Turns out, not everyone has my gag reflex.
Sasquatch was the first to lose it, emptying the contents of his stomach within seconds of the crate leaving the submarine's deck. Frankie followed.
A few seconds after Frankie, Jaden coughed, shuddering in a kind of exaggerated wave before his body convulsed violently, too. He threw up on the floor of the crate right next to where Sasquatch had already decorated the metal ridges with bright yellow bile and chunks of what must have been the regulation navy food they fed him earlier that day.
Angeline looked overly pale through that first lurch of motion and flight, but she managed to hold hers down until the other three got sick. Then the smell must have hit her, because eventually she vomited too, her body wracked in a painful-looking arc as she forced out water and more brightly-colored bile.
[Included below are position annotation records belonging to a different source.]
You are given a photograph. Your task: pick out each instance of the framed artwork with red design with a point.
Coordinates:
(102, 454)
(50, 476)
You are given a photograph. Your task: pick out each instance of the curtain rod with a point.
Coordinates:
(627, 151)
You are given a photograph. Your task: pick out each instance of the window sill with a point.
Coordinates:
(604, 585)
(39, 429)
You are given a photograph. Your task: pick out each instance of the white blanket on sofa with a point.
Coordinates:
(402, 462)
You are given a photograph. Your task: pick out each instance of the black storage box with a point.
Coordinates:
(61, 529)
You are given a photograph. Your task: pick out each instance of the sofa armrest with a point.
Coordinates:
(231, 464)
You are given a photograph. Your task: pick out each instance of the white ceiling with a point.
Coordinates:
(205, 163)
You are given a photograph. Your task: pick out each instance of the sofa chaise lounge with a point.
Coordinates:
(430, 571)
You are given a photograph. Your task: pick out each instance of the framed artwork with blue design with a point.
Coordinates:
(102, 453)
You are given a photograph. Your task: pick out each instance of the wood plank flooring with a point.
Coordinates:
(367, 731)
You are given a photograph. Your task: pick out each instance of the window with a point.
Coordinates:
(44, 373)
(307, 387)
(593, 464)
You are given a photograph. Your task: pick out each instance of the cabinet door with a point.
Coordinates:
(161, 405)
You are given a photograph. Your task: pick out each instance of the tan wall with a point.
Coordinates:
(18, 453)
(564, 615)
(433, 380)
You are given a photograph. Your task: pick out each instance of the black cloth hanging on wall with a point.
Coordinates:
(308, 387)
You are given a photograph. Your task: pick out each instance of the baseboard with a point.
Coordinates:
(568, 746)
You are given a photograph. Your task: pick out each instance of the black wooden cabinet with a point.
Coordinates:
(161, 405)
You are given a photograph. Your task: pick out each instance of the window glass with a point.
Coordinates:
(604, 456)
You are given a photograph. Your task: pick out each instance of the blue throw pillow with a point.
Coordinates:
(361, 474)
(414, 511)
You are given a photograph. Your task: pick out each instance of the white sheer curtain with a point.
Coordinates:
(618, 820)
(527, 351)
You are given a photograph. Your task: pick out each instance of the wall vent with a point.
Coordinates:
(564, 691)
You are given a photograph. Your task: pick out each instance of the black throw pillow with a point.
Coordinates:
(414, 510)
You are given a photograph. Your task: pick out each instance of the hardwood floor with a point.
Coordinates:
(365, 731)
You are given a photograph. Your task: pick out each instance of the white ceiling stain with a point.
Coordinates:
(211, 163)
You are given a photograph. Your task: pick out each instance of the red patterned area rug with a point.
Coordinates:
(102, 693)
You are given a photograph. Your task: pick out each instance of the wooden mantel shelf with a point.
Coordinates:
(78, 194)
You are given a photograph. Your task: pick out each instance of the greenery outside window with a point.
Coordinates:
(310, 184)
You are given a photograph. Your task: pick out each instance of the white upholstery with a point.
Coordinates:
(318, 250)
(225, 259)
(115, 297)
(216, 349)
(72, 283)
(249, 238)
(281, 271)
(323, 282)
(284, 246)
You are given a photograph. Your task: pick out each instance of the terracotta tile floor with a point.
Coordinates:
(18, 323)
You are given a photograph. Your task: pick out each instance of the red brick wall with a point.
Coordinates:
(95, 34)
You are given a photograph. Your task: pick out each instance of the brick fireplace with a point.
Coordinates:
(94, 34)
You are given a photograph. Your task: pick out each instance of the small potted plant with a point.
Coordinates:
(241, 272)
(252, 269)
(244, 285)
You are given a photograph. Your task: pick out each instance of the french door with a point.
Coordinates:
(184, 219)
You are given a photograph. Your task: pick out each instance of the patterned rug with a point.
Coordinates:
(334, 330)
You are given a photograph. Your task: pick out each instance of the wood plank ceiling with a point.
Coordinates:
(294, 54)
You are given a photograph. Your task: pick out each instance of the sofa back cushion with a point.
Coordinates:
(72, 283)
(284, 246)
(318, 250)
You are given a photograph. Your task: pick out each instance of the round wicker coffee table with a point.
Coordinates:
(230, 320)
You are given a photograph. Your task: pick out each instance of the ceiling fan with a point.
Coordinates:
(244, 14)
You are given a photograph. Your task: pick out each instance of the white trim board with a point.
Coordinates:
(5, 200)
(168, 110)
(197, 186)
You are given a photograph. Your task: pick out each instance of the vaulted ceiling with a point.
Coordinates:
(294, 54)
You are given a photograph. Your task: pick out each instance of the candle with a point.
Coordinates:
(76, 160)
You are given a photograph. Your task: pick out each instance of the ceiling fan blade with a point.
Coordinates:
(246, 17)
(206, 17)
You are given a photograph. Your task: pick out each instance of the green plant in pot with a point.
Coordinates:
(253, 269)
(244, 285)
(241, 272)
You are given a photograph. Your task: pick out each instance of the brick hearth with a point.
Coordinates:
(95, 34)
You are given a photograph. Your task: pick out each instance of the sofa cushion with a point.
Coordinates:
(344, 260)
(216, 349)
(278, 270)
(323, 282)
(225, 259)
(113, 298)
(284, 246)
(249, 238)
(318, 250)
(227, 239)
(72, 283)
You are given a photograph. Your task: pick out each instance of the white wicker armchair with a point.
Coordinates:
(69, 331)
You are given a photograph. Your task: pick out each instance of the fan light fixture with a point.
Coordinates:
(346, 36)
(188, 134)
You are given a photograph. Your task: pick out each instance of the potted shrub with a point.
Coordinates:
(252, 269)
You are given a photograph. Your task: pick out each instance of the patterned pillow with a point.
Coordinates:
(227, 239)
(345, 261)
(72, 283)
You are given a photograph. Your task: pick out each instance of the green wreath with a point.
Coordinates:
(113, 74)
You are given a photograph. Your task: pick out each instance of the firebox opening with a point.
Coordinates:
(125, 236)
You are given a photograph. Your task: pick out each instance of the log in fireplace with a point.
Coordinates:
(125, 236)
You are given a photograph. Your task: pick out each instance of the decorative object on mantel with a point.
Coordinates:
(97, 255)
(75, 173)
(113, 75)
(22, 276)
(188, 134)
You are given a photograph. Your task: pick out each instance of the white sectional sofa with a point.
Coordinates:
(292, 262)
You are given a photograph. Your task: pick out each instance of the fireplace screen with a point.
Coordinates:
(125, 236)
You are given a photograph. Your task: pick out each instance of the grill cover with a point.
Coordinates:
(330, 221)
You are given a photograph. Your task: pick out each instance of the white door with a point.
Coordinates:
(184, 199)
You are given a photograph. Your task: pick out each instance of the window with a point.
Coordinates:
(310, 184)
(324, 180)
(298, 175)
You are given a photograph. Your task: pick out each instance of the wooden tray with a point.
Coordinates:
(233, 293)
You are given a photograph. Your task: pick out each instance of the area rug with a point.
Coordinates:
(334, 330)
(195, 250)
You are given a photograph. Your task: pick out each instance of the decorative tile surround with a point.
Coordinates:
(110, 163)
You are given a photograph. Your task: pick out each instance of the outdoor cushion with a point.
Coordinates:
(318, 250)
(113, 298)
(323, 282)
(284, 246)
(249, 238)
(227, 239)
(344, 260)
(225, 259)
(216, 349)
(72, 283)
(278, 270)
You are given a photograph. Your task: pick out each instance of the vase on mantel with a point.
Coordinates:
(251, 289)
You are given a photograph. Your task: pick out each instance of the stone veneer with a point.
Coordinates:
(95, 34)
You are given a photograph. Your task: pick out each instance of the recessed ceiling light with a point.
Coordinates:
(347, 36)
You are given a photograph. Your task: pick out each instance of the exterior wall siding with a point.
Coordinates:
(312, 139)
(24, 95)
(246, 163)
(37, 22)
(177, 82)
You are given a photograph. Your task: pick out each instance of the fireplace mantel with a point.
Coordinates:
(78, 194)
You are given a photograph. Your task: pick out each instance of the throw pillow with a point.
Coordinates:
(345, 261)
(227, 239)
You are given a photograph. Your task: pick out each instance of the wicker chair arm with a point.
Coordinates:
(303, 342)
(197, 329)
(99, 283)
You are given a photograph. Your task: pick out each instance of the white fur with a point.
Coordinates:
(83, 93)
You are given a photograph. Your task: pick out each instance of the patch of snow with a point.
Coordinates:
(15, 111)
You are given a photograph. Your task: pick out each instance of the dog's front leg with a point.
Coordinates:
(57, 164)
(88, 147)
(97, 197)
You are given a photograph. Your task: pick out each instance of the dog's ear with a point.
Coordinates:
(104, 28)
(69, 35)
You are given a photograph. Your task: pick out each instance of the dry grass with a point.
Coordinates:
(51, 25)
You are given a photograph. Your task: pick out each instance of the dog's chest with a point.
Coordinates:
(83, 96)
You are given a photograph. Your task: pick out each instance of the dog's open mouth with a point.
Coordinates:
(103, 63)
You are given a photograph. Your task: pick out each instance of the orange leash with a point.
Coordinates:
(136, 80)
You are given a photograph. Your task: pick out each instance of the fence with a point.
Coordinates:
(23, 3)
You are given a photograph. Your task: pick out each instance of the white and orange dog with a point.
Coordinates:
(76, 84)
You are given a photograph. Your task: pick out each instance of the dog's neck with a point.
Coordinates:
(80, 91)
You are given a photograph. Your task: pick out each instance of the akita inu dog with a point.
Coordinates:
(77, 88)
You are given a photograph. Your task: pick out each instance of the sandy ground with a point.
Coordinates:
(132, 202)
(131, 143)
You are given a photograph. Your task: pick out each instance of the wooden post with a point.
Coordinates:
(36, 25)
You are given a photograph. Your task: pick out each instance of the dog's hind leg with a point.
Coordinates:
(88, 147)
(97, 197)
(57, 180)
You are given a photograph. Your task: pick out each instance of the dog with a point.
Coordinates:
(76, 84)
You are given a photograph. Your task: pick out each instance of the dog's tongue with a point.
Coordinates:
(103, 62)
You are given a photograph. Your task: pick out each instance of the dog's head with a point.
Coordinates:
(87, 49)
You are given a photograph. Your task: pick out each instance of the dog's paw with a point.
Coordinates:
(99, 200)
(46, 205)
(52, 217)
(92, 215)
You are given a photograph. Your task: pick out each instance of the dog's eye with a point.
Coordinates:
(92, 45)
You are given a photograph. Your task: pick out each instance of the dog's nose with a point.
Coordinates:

I closed my eyes. I tried to close my nose to the smell, too, but it wasn't easy.
I found myself burying my face in Revik's side, trying to breathe in him, instead of the fumes, but it only half-worked. Hearing the scattered chuckles and giggles from the seers strapped down around me didn't exactly help, because then I wanted to laugh, too.
From my other side, I heard Jax mutter, "Oh, that's great. That's just fucking fantastic...I thank you all very much for this experience..."
At that, Revik, Wreg and Balidor lost it, bursting out in real laughter.